OSRI: A Rotationally Invariant Binary Descriptor
Xianwei Xu,Lu Tian,Jianjiang Feng,Jie Zhou
DOI: https://doi.org/10.1109/tip.2014.2324824
IF: 10.6
2014-01-01
IEEE Transactions on Image Processing
Abstract:Binary descriptors are becoming widely used in computer vision field because of their high matching efficiency and low memory requirements. Since conventional approaches, which first compute a floating-point descriptor then binarize it, are computationally expensive, some recent efforts have focused on directly computing binary descriptors from local image patches. Although these binary descriptors enable a significant speedup in processing time, their performances usually drop a lot due to orientation estimation errors and limited description abilities.
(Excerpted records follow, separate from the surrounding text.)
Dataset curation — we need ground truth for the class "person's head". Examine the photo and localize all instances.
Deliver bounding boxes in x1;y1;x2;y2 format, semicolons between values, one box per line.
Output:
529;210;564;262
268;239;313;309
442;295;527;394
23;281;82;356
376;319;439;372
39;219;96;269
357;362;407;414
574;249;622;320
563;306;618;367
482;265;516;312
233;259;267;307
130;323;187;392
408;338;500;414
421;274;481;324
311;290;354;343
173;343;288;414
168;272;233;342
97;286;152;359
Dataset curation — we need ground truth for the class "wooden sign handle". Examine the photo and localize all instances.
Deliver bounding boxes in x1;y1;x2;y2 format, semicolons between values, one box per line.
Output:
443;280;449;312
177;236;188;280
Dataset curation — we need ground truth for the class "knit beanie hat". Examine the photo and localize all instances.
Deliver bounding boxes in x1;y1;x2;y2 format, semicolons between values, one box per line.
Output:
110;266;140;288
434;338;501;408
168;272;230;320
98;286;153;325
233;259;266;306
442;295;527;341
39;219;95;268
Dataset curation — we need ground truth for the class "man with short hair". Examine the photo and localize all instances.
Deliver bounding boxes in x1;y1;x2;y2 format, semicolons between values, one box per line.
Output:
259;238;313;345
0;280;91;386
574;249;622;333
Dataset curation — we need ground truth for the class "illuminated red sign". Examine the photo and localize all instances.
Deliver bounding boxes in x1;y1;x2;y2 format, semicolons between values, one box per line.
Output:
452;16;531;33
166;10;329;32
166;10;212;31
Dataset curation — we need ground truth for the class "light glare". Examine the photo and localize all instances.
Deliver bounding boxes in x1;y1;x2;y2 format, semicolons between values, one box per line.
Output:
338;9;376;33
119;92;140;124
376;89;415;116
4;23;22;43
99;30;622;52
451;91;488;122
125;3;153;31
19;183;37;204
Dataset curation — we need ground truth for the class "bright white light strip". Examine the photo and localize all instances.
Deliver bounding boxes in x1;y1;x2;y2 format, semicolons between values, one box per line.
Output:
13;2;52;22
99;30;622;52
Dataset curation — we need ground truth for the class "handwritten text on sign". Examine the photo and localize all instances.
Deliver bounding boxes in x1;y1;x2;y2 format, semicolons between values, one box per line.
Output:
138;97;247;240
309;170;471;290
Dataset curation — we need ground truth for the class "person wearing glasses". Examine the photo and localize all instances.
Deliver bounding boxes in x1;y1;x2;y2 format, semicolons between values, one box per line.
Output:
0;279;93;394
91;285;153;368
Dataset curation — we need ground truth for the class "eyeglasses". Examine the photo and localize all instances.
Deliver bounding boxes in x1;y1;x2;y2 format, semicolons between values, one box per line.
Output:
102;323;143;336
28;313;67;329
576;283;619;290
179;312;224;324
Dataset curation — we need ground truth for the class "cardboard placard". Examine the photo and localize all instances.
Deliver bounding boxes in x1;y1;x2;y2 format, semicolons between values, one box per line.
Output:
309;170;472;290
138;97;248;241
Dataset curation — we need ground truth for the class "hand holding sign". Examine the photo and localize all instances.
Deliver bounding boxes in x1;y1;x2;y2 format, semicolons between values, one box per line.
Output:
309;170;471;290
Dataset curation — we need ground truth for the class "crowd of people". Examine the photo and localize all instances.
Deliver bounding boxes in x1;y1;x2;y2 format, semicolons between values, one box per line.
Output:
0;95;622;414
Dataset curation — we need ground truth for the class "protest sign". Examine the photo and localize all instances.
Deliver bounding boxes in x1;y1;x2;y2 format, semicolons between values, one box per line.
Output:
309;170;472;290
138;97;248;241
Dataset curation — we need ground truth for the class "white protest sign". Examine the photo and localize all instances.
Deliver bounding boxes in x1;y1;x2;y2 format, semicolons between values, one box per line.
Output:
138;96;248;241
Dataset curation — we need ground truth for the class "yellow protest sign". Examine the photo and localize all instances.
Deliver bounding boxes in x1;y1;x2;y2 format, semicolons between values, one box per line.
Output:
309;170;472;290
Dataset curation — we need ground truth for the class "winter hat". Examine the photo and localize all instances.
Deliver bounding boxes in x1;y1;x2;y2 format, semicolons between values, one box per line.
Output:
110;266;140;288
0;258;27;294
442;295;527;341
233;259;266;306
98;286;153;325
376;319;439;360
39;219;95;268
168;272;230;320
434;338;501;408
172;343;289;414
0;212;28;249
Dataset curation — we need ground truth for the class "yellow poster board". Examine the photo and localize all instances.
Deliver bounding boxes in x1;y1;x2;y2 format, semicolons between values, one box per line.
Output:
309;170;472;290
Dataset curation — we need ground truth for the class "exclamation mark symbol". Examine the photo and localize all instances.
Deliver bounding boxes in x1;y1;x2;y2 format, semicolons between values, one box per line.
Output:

To address these issues, we propose a novel binary descriptor based on the ordinal and spatial information of regional invariants (OSRIs) over a rotation invariant sampling pattern. Our main contributions are twofold: 1) each bit in OSRI is computed based on difference tests of regional invariants over pairwise sampling-regions instead of difference tests of pixel intensities commonly used in existing binary descriptors, which can significantly enhance the discriminative ability and 2) rotation and illumination changes are handled well by ordering pixels according to their intensities and gradient orientations, meanwhile, which is also more reliable than those methods that resort to a reference orientation for rotation invariance. Besides, a statistical analysis of discriminative abilities of different parts in the descriptor is conducted to design a cascade filter which can reject nonmatching descriptors at early stages by comparing just a small portion of the whole descriptor, further reducing the matching time. Extensive experiments on four challenging data sets (Oxford, 53 Objects, ZuBuD, and Kentucky) show that OSRI significantly outperforms two state-of-the-art binary descriptors (FREAK and ORB). The matching performance of OSRI with only 512 bits is also better than the well-known floating-point descriptor SIFT (4K bits) and is comparable with the state-of-the-art floating-point descriptor MROGH (6K bits), while it is two orders of magnitude faster to match than SIFT and MROGH.